Dans cet ouvrage que l’on ne saurait en tout cas qualifier d’hagiographique, les quelques éloges délivrés ici et là, à doses homéopathiques, en prennent d’autant plus de poids.
Ainsi met-il à l’actif du bilan du président quelques réussites ; notamment, sur la scène internationale, la négociation du plan de sortie de crise pour l’Europe qu’il a su mener magistralement avec Gordon Brown ; ou encore, du point de vue de la politique intérieure, l’introduction de la nouvelle protection des libertés publiques que représente la question prioritaire de constitutionnalité ou QPC. Une avancée à laquelle il faut bien le dire «Monsieur tout le monde» est assez peu sensible tant cette réforme a une portée bien réduite sur son quotidien !
Enfin, FOG fait dans son épilogue (toujours lui !) amende honorable en déclarant que l’homme s’est tout de même beaucoup amélioré en cinq ans et que, cerise sur le gâteau, contrairement à la légende qu’il a lui-même contribué à entretenir, «il est tout, sauf inculte».
Ce constat réalisé à la suite d’une conversation littéraire entretenue par l’auteur en tête à tête avec le président vient curieusement conclure (ou édulcorer ?) ce portrait au vitriol aussi passionnant que vivant.

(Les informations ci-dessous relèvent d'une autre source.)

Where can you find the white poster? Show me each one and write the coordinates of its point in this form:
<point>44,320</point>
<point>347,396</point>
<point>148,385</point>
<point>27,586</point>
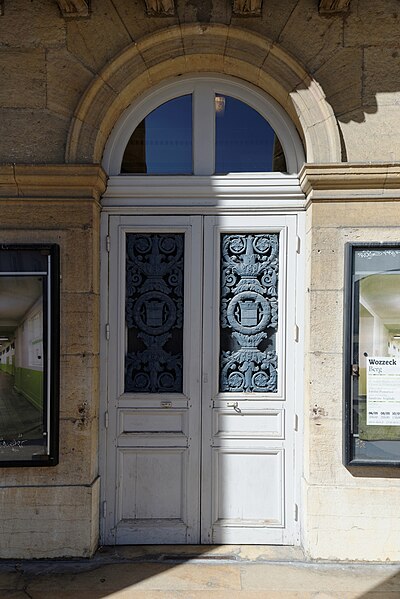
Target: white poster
<point>383,391</point>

Dommage, cependant, que cette biographie, malgré le sous-titre mentionné sur la couverture, accorde tant de place au profil psychologique de Nicolas Sarkozy même si les effets de ce dernier sur sa carrière politique ont pu être déterminants, sinon délétères. Témoin, le commentaire de FOG qui me semble essentiel à propos de «ce caractère qui gâche tout, embrouille les esprits et empêche de voir le travail accompli. Il y a quelque chose de pathétique à observer ce maniaque de l’apparence pris au piège de sa propre image». A méditer en cette période de l’entre-deux tours…
L'ego sans moi fait roi
Critique de Veneziano (Paris, Inscrit le 4 mai 2005, 47 ans) - 27 juin 2011
Egocentrique à l'extrême, infantilement capricieux, il ne perçoit pas ses excès, son propre ridicule. Il a besoin de dominer et humilier, tel un enfant-roi égocentrique, dénué de "moi".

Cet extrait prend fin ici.